People easily forget that The Blob was for a long time the ONLY performant hardware 3D solution for Linux, period. It's really awesome that we have more and open source options now, but their hardware under their proprietary drivers is still far and away the most powerful Linux solution.

As a VR gamer, that's all but necessary due to how insanely demanding current VR hardware and software is. SteamVR supports radeonsi with certain versions of the RADV driver, but it's questionable whether it can achieve even halfway acceptable performance, even on the R9 Fury or RX 480. On the other side, my 1070 meets that critical 90fps mark with room to spare.
badber Mar 19, 2017
Quoting: gojulI've read a while ago that 95% of the driver code was shared between Linux and Windows which would explain why they do not open source them. However it is a small step in the right direction.

How exactly does this give a reason for why they wouldn't open source?
snowboarder74 Mar 19, 2017
My opinion is a minority one but whether Nvidia open sources their current or creates new open source drivers is something I really could care less about.
What's important to me is that once I buy hardware that it runs as it is supposed to.

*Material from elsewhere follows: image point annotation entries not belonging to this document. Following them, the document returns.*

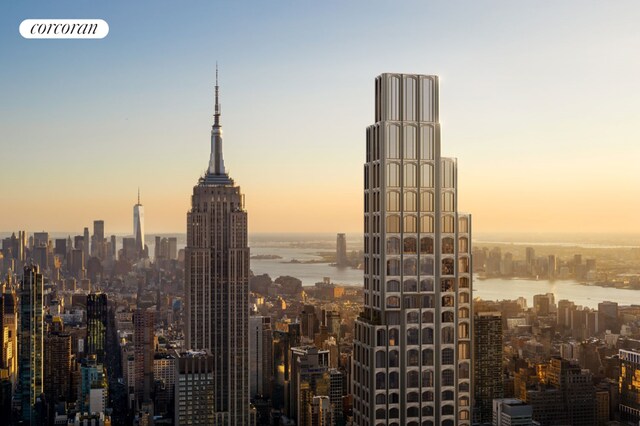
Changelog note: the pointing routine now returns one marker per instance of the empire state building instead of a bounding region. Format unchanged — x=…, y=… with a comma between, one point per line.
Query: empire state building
x=217, y=282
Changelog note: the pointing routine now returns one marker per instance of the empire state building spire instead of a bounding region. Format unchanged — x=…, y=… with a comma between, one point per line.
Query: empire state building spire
x=216, y=162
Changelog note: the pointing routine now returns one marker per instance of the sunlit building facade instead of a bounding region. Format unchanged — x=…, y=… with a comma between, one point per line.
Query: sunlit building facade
x=412, y=348
x=217, y=282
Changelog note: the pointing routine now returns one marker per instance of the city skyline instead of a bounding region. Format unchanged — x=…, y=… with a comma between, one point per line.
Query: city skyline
x=527, y=114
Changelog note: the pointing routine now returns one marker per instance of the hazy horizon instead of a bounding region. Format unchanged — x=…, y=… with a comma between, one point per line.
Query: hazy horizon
x=538, y=101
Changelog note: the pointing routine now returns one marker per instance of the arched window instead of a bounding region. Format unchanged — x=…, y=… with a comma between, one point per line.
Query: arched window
x=447, y=245
x=410, y=224
x=393, y=302
x=380, y=380
x=410, y=201
x=427, y=357
x=393, y=245
x=447, y=356
x=393, y=380
x=393, y=175
x=410, y=176
x=393, y=201
x=413, y=358
x=393, y=267
x=410, y=245
x=448, y=301
x=427, y=378
x=426, y=266
x=447, y=201
x=426, y=245
x=447, y=335
x=447, y=266
x=426, y=284
x=448, y=224
x=413, y=379
x=393, y=223
x=410, y=266
x=447, y=410
x=463, y=370
x=410, y=285
x=412, y=336
x=426, y=201
x=426, y=175
x=426, y=224
x=393, y=355
x=427, y=336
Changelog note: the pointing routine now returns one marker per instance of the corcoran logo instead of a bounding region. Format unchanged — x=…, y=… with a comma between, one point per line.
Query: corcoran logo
x=64, y=28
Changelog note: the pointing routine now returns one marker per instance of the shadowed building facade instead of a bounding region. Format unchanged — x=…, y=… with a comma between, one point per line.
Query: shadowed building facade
x=217, y=282
x=412, y=346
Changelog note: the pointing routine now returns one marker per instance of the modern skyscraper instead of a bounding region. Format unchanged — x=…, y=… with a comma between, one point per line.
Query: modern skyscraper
x=30, y=365
x=341, y=250
x=412, y=346
x=217, y=282
x=487, y=361
x=97, y=320
x=138, y=225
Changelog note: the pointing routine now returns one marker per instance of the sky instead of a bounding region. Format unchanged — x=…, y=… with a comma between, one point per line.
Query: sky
x=539, y=101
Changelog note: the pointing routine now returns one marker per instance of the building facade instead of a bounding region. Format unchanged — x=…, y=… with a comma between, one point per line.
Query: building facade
x=31, y=337
x=412, y=347
x=217, y=282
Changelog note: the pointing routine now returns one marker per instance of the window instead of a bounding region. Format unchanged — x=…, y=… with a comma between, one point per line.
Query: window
x=413, y=359
x=426, y=284
x=410, y=201
x=410, y=286
x=447, y=356
x=447, y=335
x=426, y=201
x=393, y=267
x=393, y=223
x=393, y=245
x=410, y=85
x=393, y=302
x=413, y=379
x=427, y=357
x=426, y=245
x=410, y=145
x=447, y=246
x=426, y=175
x=426, y=99
x=410, y=176
x=448, y=224
x=447, y=201
x=426, y=266
x=393, y=175
x=393, y=201
x=426, y=224
x=427, y=336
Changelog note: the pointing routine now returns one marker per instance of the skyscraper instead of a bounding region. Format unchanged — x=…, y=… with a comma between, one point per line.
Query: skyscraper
x=138, y=225
x=217, y=282
x=97, y=325
x=30, y=365
x=412, y=345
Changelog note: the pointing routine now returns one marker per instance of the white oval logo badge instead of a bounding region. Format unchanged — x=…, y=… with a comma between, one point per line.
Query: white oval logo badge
x=64, y=28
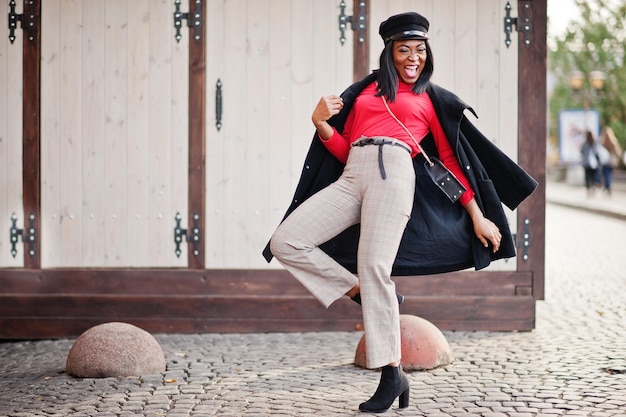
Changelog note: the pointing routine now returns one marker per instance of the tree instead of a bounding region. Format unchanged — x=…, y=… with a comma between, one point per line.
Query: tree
x=596, y=42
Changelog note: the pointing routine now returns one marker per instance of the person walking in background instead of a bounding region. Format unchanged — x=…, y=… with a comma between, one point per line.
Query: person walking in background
x=612, y=153
x=590, y=156
x=366, y=205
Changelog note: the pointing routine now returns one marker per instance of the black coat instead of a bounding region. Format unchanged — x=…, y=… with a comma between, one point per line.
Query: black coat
x=439, y=236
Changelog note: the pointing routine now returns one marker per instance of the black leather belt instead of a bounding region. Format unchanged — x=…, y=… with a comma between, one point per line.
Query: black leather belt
x=380, y=141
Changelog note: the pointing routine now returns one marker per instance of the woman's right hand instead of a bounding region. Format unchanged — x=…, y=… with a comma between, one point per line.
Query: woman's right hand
x=327, y=107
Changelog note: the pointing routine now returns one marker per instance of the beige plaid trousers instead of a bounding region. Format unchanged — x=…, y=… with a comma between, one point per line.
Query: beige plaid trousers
x=383, y=207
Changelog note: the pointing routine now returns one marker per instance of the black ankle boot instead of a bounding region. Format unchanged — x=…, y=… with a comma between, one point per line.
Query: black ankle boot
x=357, y=298
x=393, y=383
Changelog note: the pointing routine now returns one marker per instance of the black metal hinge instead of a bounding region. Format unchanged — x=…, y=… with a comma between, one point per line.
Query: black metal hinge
x=357, y=22
x=192, y=237
x=523, y=241
x=28, y=20
x=523, y=24
x=29, y=238
x=194, y=20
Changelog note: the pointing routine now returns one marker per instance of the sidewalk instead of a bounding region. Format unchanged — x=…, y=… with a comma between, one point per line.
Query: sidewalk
x=575, y=196
x=572, y=364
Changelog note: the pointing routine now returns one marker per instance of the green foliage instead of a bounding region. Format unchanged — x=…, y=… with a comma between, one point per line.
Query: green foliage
x=596, y=42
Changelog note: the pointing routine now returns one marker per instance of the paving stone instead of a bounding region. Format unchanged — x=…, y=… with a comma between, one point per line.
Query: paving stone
x=554, y=370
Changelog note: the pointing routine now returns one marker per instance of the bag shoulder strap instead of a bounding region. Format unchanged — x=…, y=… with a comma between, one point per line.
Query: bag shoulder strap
x=407, y=131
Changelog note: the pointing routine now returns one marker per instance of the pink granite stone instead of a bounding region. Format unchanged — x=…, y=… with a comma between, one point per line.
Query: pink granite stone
x=422, y=343
x=115, y=350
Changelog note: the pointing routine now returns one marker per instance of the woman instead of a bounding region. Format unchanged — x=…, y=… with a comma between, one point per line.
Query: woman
x=590, y=154
x=610, y=146
x=362, y=188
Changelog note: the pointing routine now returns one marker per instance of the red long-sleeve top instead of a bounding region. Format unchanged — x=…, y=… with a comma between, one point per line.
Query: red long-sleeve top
x=369, y=118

Running half ass or barely at all because the open source drivers are not up to snuff is something I'm not interested in spending my hard earned money on.

When it comes to regular desktop things I'm more than happy to run Nouveau for my Nvidia hardware...when it comes to my gaming box that is another story. I want top performance and if the closed driver is the only one available then I will gladly use it.

Without that closed driver we wouldn't be able to discuss AAA games that have come out...only open source games that run on open source drivers.

I can only play TuxCart so long before I want to play a AAA game.
roothorick Mar 19, 2017
Quoting: GuestI can't help but mention r200 drivers here. Before proprietary blobs, there were insanely fast open source drivers. Graphics hardware a good deal simpler back then, so it's not a good comparison to today's options. Thing is though, it was nvidia who introduced "The Blob", and if they hadn't been so obsessed with hiding everything behind a proprietary wall back then, it's likely that the entire graphics stack on GNU/Linux would be in better shape today.

I think, if it weren't for The Blob, then Linux wouldn't have been a viable platform for intensive 3D applications at a critical moment, and even its emergence as a viable desktop OS would have been delayed by a good decade or more. It was the crutch needed to keep up with Windows on the performance front and allow it to compete until it had enough momentum to attract professional developers to FOSS drivers.

At the time, interest in desktop Linux was minimal and Windows held an even stronger dominance than they do now. This meant the pool of hobbyist man-hours available for driver development was very limited. Without so much as a datasheet on nV silicon and lacking data on ATI hardware combined with the explosion in GPU complexity, that tiny spark would have been utterly snuffed out, and Linux would've been dependent on software rendering solutions for everything outside of really old hardware that wouldn't be to keep up with software rendering on CPUs available at the time those GPUs gained accelerated Linux drivers. Microsoft would've stayed complacent about DirectX development, in effect donating their entire slice of the gaming market to consoles. PC gaming would have then become restricted to hobby developers with little aspiration of making ANY money on it, and Linux gaming would've been the exclusive domain of open source projects relying entirely on software rendering.
badber Mar 20, 2017
Quoting: roothorickI think, if it weren't for The Blob, then Linux wouldn't have been a viable platform for intensive 3D applications at a critical moment, and even its emergence as a viable desktop OS would have been delayed by a good decade or more. It was the crutch needed to keep up with Windows on the performance front and allow it to compete until it had enough momentum to attract professional developers to FOSS drivers.

I don't think it has anything to do with GNU/Linux being a viable desktop OS at all. Things would have been entirely fine in that regard, blob or not. Games and 3D acceleration have been at best an afterthought for users for the entirety of the platform's existence in my opinion.
Quenestil Mar 20, 2017
Blob or not the end-user should not have to worry about this.

If it's a gamer, he would like to install the latest and best graphics drivers and they should work as their are supposed to do.

The problem nowadays is that NVidia's blob is not working and having an open-source driver could take workload from the company into the community.

We just have to wait and see what happens.
Ads20000 Mar 23, 2017
Quoting: EmazzaThey might have patents implementations that they have to work around (because they have integrated them under NDA) and specific optimizations for games, basically loads of secret sauces they don't want to open yet...

Patents implementations yeah (I'm guessing relating to the graphics cards themselves and the manufacturers of those graphics cards?), but specific optimizations for games? They're not charging for these drivers are they? So why not open them (if the latter reason is the only reason), unless they're planning to charge for them in the future?